Here's an idea without all details. If your C*-algebra contains $(1,1-e)$ and also $(v,v)$, then you clearly have $(1,1-e) \preceq (1,1)$, but you also have $(1,1) \preceq (1,1-e)$ because $(v,v)$ witnesses an equivalence between $(1,1)$ and $(1-e,1-e)$.
I think that you aren't ever going to to make $(1,1)$ equivalent to $(1,1-e)$ using $(v,v)$ though, basically because the projections you make with $(v,v)$ should have even dimension/codimension.
To actually make this program work, you might want to work in something other than $C^*((v,v),(1,1-e))$ for convenience, though.
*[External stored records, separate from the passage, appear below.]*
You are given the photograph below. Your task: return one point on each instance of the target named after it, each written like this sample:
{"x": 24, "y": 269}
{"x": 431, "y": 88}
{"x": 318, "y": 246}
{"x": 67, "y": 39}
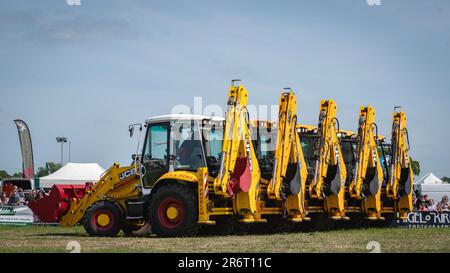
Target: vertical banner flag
{"x": 27, "y": 149}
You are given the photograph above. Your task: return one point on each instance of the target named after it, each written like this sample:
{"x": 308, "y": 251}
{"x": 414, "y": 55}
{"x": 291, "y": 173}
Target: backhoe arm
{"x": 239, "y": 173}
{"x": 330, "y": 172}
{"x": 290, "y": 172}
{"x": 400, "y": 186}
{"x": 368, "y": 174}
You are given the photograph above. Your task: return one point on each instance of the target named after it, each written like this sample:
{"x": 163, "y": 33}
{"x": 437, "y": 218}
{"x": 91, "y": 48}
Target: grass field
{"x": 55, "y": 239}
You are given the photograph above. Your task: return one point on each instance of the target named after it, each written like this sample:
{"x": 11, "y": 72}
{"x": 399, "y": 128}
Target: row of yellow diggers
{"x": 285, "y": 172}
{"x": 267, "y": 176}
I think that in either a degree-2 extension
$$0 \to \mathbb{K}(H^2) \to A \to C(S^1) \to 0$$
(so, twice the Toeplitz extension in the relevant $\mathrm{Ext}$-group)
or in a pullback
$$\begin{matrix}
B & \to & \mathcal{T} \\
\downarrow & & \downarrow \\
\mathcal{T} & \to & C(S^1) \\
\end{matrix}$$
(so a kind of doubled Toeplitz algebra), you would have good access to tools for proving the nonequivalence of $(1,1)$ and $(1,1-e)$.